Archive for the ‘Fair Credit Reporting Act’ Category
In the current job markplace, it has become increasing difficult to get a job. It is even more difficult for those with criminal backgrounds and or questionable credit or prior workers compensation injuries or claims. However, you should keep in mind that, if you are denied a job based upon any of these critera, you may have a legal basis to complain.
The Equal Employment Opportunity Commission has been cracking down on efforts to disqualify potential hires with criminal records or bad credit history, arguing that the practice can be tantamount to discrimination, as such applicants are disproportionately black or Latino. Justice Department statistics show that 38 percent of the U.S. prison population is black, compared with about 12 percent of the general population. In 2008, African Americans were about six times more likely to be incarcerated than whites. The incarceration rate for Latinos was 2.3 times higher than whites.
A blanket refusal to hire someone with a criminal record could run afoul of federal employment law, though. If criminal histories are taken into account, the EEOC says employers must also consider the nature of the job, the seriousness of the offense and how long ago it occurred. For example, it may make sense to disqualify a bank employee with a past conviction for embezzlement, but not necessarily for a DUI.
The EEOC indicated its disapproval of such practices last fall, when it it filed a class-action discrimination lawsuit against Dallas-based Freeman Companies, an events planning firm. The EEOC alleged that Freeman Companies used credit history and criminal records to discriminate against against blacks, Hispanics and males. Freeman has denied the charges, according to the AP.
You should also keep in mind that under Florida law and most other state laws, it is illegal to refuse to hire someone based upon a workers compensation claim or injury with a prior employer.
If a potential employer does perform a credit or criminal history check it must be done in accordance with the Fair Credit Reporting Act and you must have given permission to do so. If your work state does not have a law that prohibits or otherwise regulates an employment credit check on you (you should verify if your state has such a law), then the employment provisions in the Federal Fair Credit Reporting Act (FCRA) rule. The FCRA provisions regulate how employers obtain and use your credit report; for example, generally:
An employer must first inform you that someone will be conducting a credit check on you and get your permission in writing (unless you work in the trucking industry, in which case your permission might not be required). Technically, you may refuse to allow it; but, in reality, you might not keep your job or land a new one if you do that.
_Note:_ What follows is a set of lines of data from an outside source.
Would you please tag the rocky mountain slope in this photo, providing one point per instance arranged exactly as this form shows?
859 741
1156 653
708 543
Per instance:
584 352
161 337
Before an employer may take an adverse action against you (e.g., eliminate you as a job candidate or fire you) based solely on a credit check, the employer must give you a “pre-adverse action disclosure” that consists of a copy of your credit report and a written summary of your rights under the Fair Credit Reporting Act.
After an employer has taken adverse action against you, the employer must then provide you with an “adverse action notice” and give you the contact information of the agency that provided your credit report, so that you may dispute inaccurate information.
An employer must keep the results of your credit check confidential and can’t store any information about it in your personnel file.
If you believe you have been wrongfully turned down for a job due to your criminal or credit history speak to an employment law attorney to evaluate your situation.